7. Missing Circuit Breaker Integration
Explanation: When cloud fallback providers experience outages, repeated fallback attempts waste time and tokens, compounding latency.
Fix: Wrap fallback chains in a circuit breaker pattern. Track consecutive failures per provider. Open the circuit after 3-5 failures, halving retry attempts until health checks restore connectivity.
Production Bundle
Action Checklist
Decision Matrix
| Scenario | Recommended Approach | Why | Cost Impact |
|---|
| Low traffic, single GPU | Local-only with strict concurrency gate | Avoids cloud dependency; predictable latency | $0.00 |
| Medium traffic, variable load | Local + Haiku/Mini fallback with 8s timeout | Balances cost and reliability; handles spikes | +$0.0015 per 1k tokens |
| High traffic, strict SLA | Distributed Ollama cluster + premium fallback | Ensures availability; meets p99 targets | +$0.004 per 1k tokens |
| Batch processing, async | Local-only with extended timeout (15-30s) | Maximizes free compute; no user-facing latency | $0.00 |
| Multi-tenant SaaS | Gateway with per-tenant concurrency quotas | Prevents noisy neighbor issues; isolates spend | Variable per tenant |
Configuration Template
import { InferencePipeline, FallbackStrategy } from "@juspay/neurolink";
export const productionGateway = new InferencePipeline({
primary: {
provider: "ollama",
model: "llama3.1",
priority: 1,
middleware: [concurrencyMiddleware]
},
fallbackChain: [
{
provider: "anthropic",
model: "claude-3-5-haiku-20241022",
priority: 2,
apiKey: process.env.ANTHROPIC_API_KEY
},
{
provider: "openai",
model: "gpt-4o-mini",
priority: 3,
apiKey: process.env.OPENAI_API_KEY
}
],
fallbackStrategy: FallbackStrategy.ON_ERROR_OR_TIMEOUT,
globalTimeout: 8000,
middleware: [economicMiddleware]
});
export async function handleInference(prompt: string) {
try {
return await productionGateway.execute({ input: { text: prompt } });
} catch (err: any) {
if (err.message === "GATEWAY_CONCURRENCY_EXCEEDED") {
return productionGateway.execute({
input: { text: prompt },
bypassPrimary: true
});
}
throw err;
}
}
Quick Start Guide
- Install SDK & Configure Providers: Initialize your project with the inference SDK. Set environment variables for cloud API keys. Verify local Ollama instance is running and model is pulled.
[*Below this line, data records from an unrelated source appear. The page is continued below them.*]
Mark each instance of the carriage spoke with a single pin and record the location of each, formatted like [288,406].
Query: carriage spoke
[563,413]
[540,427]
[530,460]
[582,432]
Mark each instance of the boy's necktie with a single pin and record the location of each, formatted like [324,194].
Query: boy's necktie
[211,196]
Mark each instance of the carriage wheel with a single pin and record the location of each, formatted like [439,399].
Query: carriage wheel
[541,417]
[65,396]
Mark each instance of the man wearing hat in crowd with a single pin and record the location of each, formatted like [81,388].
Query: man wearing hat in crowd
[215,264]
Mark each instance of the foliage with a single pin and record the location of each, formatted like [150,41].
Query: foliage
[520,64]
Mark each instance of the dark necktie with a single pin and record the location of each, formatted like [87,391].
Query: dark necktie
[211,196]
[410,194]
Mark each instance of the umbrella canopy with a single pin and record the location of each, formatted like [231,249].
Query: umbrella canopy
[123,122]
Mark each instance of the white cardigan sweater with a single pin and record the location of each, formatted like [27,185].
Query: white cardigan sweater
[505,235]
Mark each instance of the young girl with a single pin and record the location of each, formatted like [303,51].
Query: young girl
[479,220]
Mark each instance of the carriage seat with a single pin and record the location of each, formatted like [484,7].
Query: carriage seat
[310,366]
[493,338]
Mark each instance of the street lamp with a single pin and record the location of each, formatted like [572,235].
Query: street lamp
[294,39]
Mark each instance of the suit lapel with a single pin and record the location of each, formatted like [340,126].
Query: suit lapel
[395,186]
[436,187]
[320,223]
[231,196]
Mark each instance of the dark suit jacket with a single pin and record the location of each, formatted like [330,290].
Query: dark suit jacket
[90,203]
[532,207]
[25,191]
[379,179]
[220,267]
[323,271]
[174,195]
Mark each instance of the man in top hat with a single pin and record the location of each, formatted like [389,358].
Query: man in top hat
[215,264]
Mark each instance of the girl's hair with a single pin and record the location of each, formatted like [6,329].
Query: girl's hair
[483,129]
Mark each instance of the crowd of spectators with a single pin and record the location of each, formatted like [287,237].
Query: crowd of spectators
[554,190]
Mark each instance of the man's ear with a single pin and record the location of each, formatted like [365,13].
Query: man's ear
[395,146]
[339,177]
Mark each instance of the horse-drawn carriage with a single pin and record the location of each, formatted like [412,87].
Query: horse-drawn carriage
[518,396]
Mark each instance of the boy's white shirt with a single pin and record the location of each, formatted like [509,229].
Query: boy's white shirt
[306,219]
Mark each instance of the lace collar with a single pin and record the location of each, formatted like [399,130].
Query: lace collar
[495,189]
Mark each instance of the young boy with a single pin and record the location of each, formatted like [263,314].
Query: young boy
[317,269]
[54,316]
- Deploy Concurrency Gate: Instantiate the token bucket limiter with values matching your GPU's parallel batch capacity. Attach it as the first middleware in your pipeline.
- Attach Telemetry Hook: Register the cost tracking middleware. Configure your metrics backend to ingest
gateway.fallback_triggered events and spend thresholds.
- Validate Fallback Routing: Simulate traffic spikes using a load testing tool. Verify that requests exceeding concurrency limits route to cloud providers without blocking. Confirm latency budgets trigger fallback correctly.
- Monitor & Tune: Observe fallback rates and p99 latency over 24 hours. Adjust concurrency limits if fallback exceeds 20%. Tighten or relax timeouts based on task complexity and user feedback.